CS 111 Lecture 15 Scribe Notes

Virtual Memory (cont'd) and Processes; Caching Policies

Date: 11/26/14
Scribe: Zhaoyuan (Zoe) Xi

Wrap-up of Virtual Memory (VM) Usages:

Review of Virtual Memory Usages

Virtual memory diagram

In the previous lecture, we discussed the concept of virtual memory, which is an abstraction of main memory that maps memory addresses used by programs, referred to as virtual addresses, into actual physical addresses in computer memory. Three important usages of virtual memory include:

  1. Caching - VM provides a way to extend main memory using disk. It uses main memory efficiently by treating it as a cache for an address space stored in disk, keeping only the necessary data in main memory, while transferring data back and forth between disk and memory in units of pages. This allows the computer to reference more memory than is physically available.
  2. Protection - VM provides memory isolation and page-level memory protection. VM gives each process its own virtual address space, thus protecting each process from corruption by other processes. VM can also provide page-level protection by adding additional permission bits to page table entries.
  3. Memory Management - VM simplifies memory allocation. When a user process requests additional heap space, the OS first allocates the appropriate number of contiguous virtual memory pages before the VM maps them to arbitrary physical pages in physical memory. This saves the OS the trouble of locating contiguous pages of physical memory. Instead, the pages can be scattered randomly in physical memory.

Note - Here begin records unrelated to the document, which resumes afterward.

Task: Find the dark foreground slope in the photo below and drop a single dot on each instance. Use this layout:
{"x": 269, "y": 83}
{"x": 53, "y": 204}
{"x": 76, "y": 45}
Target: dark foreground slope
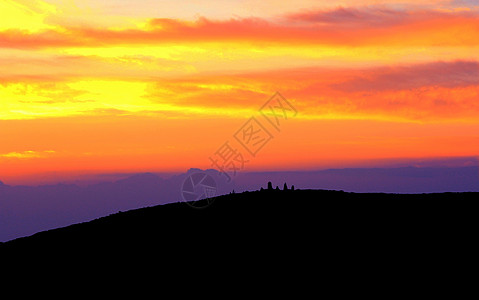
{"x": 302, "y": 221}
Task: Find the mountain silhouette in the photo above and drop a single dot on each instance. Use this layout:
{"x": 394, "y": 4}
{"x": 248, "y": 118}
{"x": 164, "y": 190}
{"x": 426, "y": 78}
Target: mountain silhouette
{"x": 341, "y": 222}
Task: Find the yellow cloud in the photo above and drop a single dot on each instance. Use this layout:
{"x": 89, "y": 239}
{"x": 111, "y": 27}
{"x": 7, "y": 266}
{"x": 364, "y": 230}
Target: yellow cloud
{"x": 25, "y": 15}
{"x": 27, "y": 154}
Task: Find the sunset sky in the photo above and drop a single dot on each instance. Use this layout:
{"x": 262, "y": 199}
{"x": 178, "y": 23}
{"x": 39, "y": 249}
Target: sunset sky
{"x": 127, "y": 86}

Virtual Memory as a Tool for Memory Management

Unix initializes chunks of contiguous virtual memory by associating them with chunks of files on disk in a process known as memory mapping; that is, we map areas of VM --> areas of disk. This notion of mapping contiguous virtual pages to arbitrary locations in arbitrary files provides an efficient way to share data, create new processes, and load programs. Programs can maintain and modify their virtual address space using the mmap system call or, more commonly, via a dynamic memory allocator such as the malloc package.

The mmap System Call

Unix provides a system call known as mmap that gives a process limited control over its virtual memory by allowing them to manually create and delete chunks of virtual address space. mmap asks the kernel to create a new area of virtual memory and maps a chunk of the file to that area of virtual memory.

Dynamic Memory Allocation

A more common way to manage a program’s virtual address is via a dynamic allocator such as malloc, which maintains an area of memory in the virtual address space known as the heap. The heap contains dynamically allocated variables, and whenever a program requires additional memory at run-time, a dynamic memory allocator is used to explicitly allocate a block or contiguous chunk of virtual memory that was originally free. Dynamic memory allocators come in two flavors: explicit and implicit. Both require the application program to allocate blocks; they differ in how the allocated blocks are freed.

Explicit allocators (C/C++):

- Requires the program to explicitly free any allocated blocks
- In C, the standard library provides an explicit allocator known as the malloc package: we call malloc to allocate a block, and free to free a block
- In C++, the new and delete functions are analogous

Implicit allocators (Java, Lisp, etc.):

- Requires the allocator to free an allocated block when it is no longer needed by the program
- Implicit allocators, also known as garbage collectors, automatically free unused allocated blocks

VM and Apache: an extended example

Large programs such as Apache often want to run other programs or need to respond to multiple requests that are independent of each other, i.e. the second request should not have to wait for the first to finish. In the example below, the running “instance” of Apache may call fork and malloc several times throughout its lifetime. When we call the fork function, it creates a new process with its own independent virtual address space. The child’s virtual memory is initially an exact copy of the parent process’s virtual memory, but because Apache calls malloc many times, quite a bit of virtual memory is allocated… and then we call execlp which loads python into the current process space. The problem with this is that fork is expensive because it has to copy the entire process state.

   
      // An “instance” of Apache...
      for (;;)
      {
         r = get_a_request();
         if (fork() == 0)       // if succeeds, child process executes next line
            process(r);         // => calls execlp(“python”, ...);
      }
      
Alternate Method #1

An alternative is to use vfork(), which is like fork except that the parent process is temporarily suspended and the child process borrows the parent’s address space until the child exits, or calls execlp, at which point the parent process continues. But this method also has a problem. Because the child process has access to the parent process’s memory, there is no memory isolation/protection and the child process of vfork must be careful to not stomp over and accidently modify the memory of the parent process.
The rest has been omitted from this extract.